Theorem 1 (Simple, General Refine)

Let \(\phi _\text {bv}\) be the bit-vector reduction of a word equation \(X^1 \cdot ... \cdot X^n = Y^1 \cdot ... \cdot Y^m\) for some length assignment. Suppose \(C := X_i = Y_j \wedge ... \wedge X_l = Y_k\) is a bit-vector UNSAT core for \(\phi _\text {bv}\), where every \(X_a\) and \(Y_b\) are the characters at positions \(\text {len}(X^1 \cdot ... \cdot X^a)\) and \(\text {len}(Y^1 \cdot ... \cdot Y^b)\) of the word equation, respectively, and let \(C_\text {len}\) be C but with every bit-vector equality replaced with the corresponding length constraint that caused each equality in \(\phi _\text {bv}\):

$$C_\text {len} := \text {len}(X^1 \cdot ... \cdot X^i) = \text {len}(Y^1 \cdot ... \cdot Y^j) \wedge ... \wedge \text {len}(X^1 \cdot ... \cdot X^l) = \text {len}(Y^1 \cdot ... \cdot Y^k).$$

Then any lengths that satisfy \(C_\text {len}\) will cause an UNSAT bit-vector reduction.

Proof

Construct the same UNSAT core up to renaming of bit-vector variables.

   \(\square \)

The main loop of Algorithm 1 returns UNSAT when there are no integer solutions to explore, and it returns SAT if a satisfying bit-vector model is found. At a high-level, this algorithm is correct because Refine never blocks length assignments that could lead to a satisfying bit-vector reduction, and because every bit-vector model corresponds to a string model. Unfortunately, Algorithm 1 is not guaranteed to terminate.

Z3str4’s Arrangement Solver with a Bit-vector Backend. The arrangement solver invoked by Z3str4 is a variant of the one implemented in the Z3str3 solver [9]. The key modification is the introduction of a bit-vector backend which is invoked after arrangement reduction has finished. The bit-vector backend re-uses many of the components of LAS, but it follows the conflict-driven clause learning architecture of Z3str2 [43] and Z3str3.

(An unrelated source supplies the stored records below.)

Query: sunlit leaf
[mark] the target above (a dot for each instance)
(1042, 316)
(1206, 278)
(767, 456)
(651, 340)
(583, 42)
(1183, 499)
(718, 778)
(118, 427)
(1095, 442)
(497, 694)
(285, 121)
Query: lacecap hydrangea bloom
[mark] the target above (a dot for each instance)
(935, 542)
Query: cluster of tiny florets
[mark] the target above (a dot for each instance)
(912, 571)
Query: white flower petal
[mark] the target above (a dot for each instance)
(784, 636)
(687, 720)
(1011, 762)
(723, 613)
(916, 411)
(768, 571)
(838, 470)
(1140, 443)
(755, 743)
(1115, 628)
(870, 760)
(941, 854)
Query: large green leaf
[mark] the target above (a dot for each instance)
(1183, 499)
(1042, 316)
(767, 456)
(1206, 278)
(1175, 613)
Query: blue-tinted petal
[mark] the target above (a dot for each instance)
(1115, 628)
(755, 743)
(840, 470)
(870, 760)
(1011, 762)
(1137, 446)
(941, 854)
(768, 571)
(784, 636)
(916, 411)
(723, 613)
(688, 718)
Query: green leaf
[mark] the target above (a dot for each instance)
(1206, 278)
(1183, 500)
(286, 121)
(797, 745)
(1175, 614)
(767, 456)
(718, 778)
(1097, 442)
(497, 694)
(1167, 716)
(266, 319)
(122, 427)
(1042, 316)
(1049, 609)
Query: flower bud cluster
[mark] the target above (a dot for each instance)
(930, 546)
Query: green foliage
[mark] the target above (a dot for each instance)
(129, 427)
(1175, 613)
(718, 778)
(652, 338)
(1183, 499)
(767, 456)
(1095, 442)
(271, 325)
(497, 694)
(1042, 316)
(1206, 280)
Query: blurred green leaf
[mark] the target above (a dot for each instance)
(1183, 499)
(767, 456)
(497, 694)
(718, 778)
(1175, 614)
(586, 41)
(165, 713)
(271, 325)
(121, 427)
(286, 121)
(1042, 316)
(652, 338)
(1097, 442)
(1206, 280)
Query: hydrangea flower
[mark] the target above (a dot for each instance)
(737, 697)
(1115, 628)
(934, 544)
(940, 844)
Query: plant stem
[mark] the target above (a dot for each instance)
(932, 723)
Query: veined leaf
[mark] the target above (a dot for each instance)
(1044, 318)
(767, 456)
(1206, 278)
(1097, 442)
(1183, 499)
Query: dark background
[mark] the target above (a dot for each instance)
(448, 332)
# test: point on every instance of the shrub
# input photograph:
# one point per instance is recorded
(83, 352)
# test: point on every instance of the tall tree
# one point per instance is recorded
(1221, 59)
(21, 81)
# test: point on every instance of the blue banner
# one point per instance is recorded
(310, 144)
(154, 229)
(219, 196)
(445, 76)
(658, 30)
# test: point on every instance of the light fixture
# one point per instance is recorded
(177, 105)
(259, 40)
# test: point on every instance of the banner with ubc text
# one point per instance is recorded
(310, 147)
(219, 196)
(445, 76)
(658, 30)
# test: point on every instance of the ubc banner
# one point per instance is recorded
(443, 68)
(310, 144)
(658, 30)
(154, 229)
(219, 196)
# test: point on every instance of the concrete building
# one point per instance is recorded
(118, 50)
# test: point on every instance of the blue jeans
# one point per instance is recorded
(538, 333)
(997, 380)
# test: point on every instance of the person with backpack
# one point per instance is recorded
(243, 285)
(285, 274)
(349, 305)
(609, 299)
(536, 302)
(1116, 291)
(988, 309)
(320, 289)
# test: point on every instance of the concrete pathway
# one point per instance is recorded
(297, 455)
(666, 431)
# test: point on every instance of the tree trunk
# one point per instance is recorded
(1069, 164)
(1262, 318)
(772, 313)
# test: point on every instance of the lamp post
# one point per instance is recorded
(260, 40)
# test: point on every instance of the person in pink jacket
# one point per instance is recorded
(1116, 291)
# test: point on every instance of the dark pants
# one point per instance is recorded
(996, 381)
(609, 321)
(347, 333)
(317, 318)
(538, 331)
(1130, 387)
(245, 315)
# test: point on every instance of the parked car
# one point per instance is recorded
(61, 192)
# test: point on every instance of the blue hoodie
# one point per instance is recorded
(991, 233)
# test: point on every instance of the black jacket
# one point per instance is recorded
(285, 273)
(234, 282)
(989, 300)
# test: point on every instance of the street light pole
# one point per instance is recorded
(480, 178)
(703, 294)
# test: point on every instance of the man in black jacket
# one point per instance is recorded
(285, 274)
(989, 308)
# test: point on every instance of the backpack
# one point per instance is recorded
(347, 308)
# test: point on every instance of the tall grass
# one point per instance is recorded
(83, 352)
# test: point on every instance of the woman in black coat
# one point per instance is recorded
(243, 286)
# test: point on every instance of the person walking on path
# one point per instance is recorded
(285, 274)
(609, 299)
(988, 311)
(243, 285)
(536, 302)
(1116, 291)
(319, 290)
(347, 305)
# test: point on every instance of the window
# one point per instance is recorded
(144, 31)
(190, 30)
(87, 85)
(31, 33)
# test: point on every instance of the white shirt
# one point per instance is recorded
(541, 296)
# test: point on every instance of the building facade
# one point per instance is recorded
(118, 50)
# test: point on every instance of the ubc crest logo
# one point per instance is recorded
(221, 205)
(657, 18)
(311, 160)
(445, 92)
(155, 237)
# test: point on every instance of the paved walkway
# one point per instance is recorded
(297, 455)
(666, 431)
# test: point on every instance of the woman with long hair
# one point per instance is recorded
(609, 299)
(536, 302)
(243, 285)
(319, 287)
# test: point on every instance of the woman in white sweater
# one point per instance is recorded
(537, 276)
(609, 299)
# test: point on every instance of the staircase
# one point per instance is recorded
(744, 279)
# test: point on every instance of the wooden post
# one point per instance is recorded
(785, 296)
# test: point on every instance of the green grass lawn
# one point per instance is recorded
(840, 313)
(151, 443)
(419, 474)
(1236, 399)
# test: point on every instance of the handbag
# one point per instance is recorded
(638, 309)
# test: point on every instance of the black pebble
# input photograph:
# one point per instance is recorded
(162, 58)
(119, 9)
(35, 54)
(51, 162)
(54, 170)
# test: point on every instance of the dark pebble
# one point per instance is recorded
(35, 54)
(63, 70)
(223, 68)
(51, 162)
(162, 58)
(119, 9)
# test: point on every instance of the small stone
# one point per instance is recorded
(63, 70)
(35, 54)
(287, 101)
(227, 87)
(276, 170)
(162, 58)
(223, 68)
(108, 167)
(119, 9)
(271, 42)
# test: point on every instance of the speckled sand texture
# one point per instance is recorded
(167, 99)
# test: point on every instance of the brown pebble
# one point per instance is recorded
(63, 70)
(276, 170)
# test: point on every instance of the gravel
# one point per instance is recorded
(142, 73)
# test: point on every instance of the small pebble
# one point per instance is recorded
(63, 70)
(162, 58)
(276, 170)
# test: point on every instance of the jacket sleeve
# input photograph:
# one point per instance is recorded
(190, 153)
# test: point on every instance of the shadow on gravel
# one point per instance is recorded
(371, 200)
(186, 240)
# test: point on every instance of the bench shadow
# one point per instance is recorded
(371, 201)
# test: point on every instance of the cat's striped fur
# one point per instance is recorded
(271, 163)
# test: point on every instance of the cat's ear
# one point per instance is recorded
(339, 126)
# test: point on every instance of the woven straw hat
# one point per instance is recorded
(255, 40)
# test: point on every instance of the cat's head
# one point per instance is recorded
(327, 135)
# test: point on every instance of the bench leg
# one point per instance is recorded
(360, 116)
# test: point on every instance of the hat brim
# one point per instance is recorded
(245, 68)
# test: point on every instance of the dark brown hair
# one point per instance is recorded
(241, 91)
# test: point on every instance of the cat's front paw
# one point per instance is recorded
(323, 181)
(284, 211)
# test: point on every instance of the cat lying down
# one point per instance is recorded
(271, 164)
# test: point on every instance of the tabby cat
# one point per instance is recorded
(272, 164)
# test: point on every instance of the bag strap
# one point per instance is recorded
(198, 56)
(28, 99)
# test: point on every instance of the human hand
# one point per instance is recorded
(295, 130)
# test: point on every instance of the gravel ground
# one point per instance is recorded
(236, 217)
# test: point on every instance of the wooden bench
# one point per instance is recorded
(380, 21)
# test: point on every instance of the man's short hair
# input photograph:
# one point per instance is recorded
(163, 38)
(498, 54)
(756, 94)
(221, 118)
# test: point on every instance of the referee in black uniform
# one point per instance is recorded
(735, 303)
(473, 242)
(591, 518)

Solving Strings via Arrangements. We briefly describe the arrangement solver for completeness, and refer the reader to previous papers [9, 43] on this topic for a more thorough description. The core idea behind the arrangement technique is the reduction of string equations to simpler string equations until the formula is in “solved form”: a conjunction of equations of the form \(X = t\), where X is a string variable that appears in the input formula, t is a concatenation of string constants and possibly fresh string variables, and every variable in the input formula appears exactly once. See Section 4.3 of Ganesh et al. [21] for the complete, original definition of solved form. When considering an equality between strings, the arrangement technique introduces a disjunction of formulas describing the possible relationships between variables on the left-hand side and right-hand side of the equation. For example, for the equality \(A \cdot B = X \cdot Y\), there are three possible relationships between A and X: either A and X have the same length, or A is shorter than X, or A is longer than X. The arrangement technique expresses the possible relationships with the following three implied formulas: either \(A = X\) and \(B = Y\), or \(A \cdot X_1 = X\) and \(B = X_1 \cdot Y\) for a fresh string variable \(X_1\), or \(A = X \cdot X_2\) and \(X_2 \cdot B = Y\) for a fresh string variable \(X_2\). These three formulas are asserted as a disjunction to the core solver, which chooses one branch to explore. The solver continues to reduce and explore the resulting formulas until either (1) it has reduced the entire formula to solved form or (2) it encounters an overlap. We describe the use of the novel bit-vector backend for both cases and define overlaps in the next two paragraphs.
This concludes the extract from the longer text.